The Wisconsin Taxpayers Alliance figured out that, as a percentage of personal income, the Wisconsin tax bite dropped from 12.18% in 2003-2004 (fiscal year 2004) to 12.13% in 2004-2005 (fiscal year 2005), which dropped our national rank from 6th to 8th. Shhh, don’t tell the tax-increasers in Madistan because that will cause them to redouble (again) their efforts to make us #1.
Before the rest of you break out the bubbly, there are several rather ugly caveats:
- First, the Census Bureau, which provides the numbers that WTA looks at, is about 2 years behind. Anybody care to guess what the FY2006 and FY2007 numbers will read?
- The WTA said in that press release, “The drop in rank was due primarily to increased taxes elsewhere, rather than reduced taxes here.” So, I’ll explore that.
- Both corporate income taxes (up from 0.41% of personal income in 2004 to 0.44% of personal income in 2005) and property taxes (up from 4.42% to 4.43% of personal income) went up faster than total income, which went up 6.54% (combining a 0.47% increase in population and a 6.04% increase in per-capita income; numbers collated by me from from the Census Bureau). In terms of dollars, corporate income taxes went up 14.77% while property taxes went up 4.94%.
- That rather-astonishing increase in total income masked increases in personal income taxes (4.07%) and sales taxes (3.26%).
- With inflation between July 2004 and July 2005 at 3.17%, and population growth at 0.47%, every major category other than sales taxes went up faster than the combined effects of inflation and population growth.
I don’t know about you, but I can’t afford a $3 billion tax increase between now and 2009.

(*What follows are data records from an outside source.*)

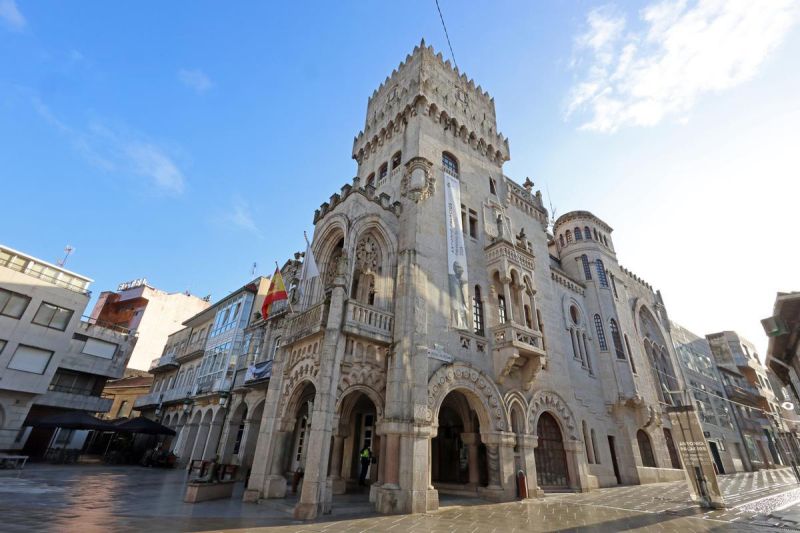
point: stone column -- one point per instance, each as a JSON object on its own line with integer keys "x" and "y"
{"x": 316, "y": 496}
{"x": 338, "y": 484}
{"x": 471, "y": 440}
{"x": 214, "y": 432}
{"x": 578, "y": 475}
{"x": 199, "y": 444}
{"x": 528, "y": 445}
{"x": 506, "y": 281}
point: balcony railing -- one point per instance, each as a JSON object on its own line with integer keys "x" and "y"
{"x": 367, "y": 321}
{"x": 151, "y": 399}
{"x": 308, "y": 322}
{"x": 164, "y": 362}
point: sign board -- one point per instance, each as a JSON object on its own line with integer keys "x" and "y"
{"x": 132, "y": 284}
{"x": 698, "y": 465}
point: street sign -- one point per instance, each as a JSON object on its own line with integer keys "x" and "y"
{"x": 698, "y": 465}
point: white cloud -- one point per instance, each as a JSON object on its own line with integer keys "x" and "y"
{"x": 119, "y": 150}
{"x": 10, "y": 15}
{"x": 679, "y": 51}
{"x": 240, "y": 217}
{"x": 195, "y": 79}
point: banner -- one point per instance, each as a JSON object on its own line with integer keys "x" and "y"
{"x": 697, "y": 462}
{"x": 456, "y": 254}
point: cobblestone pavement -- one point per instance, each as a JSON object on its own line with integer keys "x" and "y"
{"x": 88, "y": 498}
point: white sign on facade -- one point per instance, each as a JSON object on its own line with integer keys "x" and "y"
{"x": 456, "y": 254}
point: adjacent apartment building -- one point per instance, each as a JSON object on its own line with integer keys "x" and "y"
{"x": 152, "y": 313}
{"x": 51, "y": 360}
{"x": 705, "y": 383}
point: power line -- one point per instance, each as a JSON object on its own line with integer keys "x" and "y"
{"x": 446, "y": 34}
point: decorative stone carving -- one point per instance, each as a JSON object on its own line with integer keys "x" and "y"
{"x": 368, "y": 254}
{"x": 418, "y": 182}
{"x": 550, "y": 401}
{"x": 471, "y": 380}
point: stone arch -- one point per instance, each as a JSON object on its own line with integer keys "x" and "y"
{"x": 554, "y": 404}
{"x": 293, "y": 395}
{"x": 480, "y": 390}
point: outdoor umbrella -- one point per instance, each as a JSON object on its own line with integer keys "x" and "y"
{"x": 143, "y": 425}
{"x": 73, "y": 420}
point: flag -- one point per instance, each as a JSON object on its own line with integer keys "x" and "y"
{"x": 276, "y": 293}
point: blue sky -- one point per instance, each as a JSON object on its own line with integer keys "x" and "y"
{"x": 183, "y": 141}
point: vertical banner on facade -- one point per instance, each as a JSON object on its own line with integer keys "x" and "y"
{"x": 697, "y": 462}
{"x": 456, "y": 254}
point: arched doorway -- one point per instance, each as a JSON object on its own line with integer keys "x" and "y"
{"x": 458, "y": 457}
{"x": 551, "y": 458}
{"x": 356, "y": 431}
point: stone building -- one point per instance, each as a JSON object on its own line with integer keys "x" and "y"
{"x": 51, "y": 361}
{"x": 715, "y": 410}
{"x": 452, "y": 332}
{"x": 747, "y": 385}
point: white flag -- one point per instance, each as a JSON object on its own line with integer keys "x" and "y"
{"x": 310, "y": 269}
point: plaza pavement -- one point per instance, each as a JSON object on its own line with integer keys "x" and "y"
{"x": 94, "y": 498}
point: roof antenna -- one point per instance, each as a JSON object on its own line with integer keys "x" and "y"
{"x": 67, "y": 251}
{"x": 441, "y": 17}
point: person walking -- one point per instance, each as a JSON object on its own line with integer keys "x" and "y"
{"x": 366, "y": 458}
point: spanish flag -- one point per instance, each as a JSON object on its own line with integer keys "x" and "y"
{"x": 276, "y": 293}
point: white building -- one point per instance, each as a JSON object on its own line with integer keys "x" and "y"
{"x": 50, "y": 359}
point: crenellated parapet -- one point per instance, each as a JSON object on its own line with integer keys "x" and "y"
{"x": 426, "y": 84}
{"x": 367, "y": 191}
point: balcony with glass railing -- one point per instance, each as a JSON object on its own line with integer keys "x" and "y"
{"x": 368, "y": 322}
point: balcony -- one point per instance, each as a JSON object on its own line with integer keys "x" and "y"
{"x": 164, "y": 363}
{"x": 517, "y": 349}
{"x": 307, "y": 323}
{"x": 742, "y": 393}
{"x": 212, "y": 384}
{"x": 368, "y": 322}
{"x": 149, "y": 400}
{"x": 67, "y": 398}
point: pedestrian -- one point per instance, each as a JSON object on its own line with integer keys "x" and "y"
{"x": 366, "y": 458}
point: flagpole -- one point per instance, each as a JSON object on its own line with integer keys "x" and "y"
{"x": 289, "y": 298}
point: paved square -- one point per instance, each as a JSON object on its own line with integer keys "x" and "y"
{"x": 91, "y": 499}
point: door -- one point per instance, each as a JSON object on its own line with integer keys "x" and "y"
{"x": 717, "y": 458}
{"x": 551, "y": 459}
{"x": 614, "y": 463}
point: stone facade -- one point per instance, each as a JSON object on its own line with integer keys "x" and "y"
{"x": 560, "y": 354}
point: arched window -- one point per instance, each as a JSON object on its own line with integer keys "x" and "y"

Revisions/extensions (11:23 am 6/8/2007) – Since Blogger seems to be having an issue sending out pingback requests, others that picked up on this from here….
– Dad29, who points out that we’re also in the lower quintile of GDP growth
– Headless Blogger, who asks if 0.05% is significant (it’s $25 for somebody making $50,000, so it’s not exactly significant).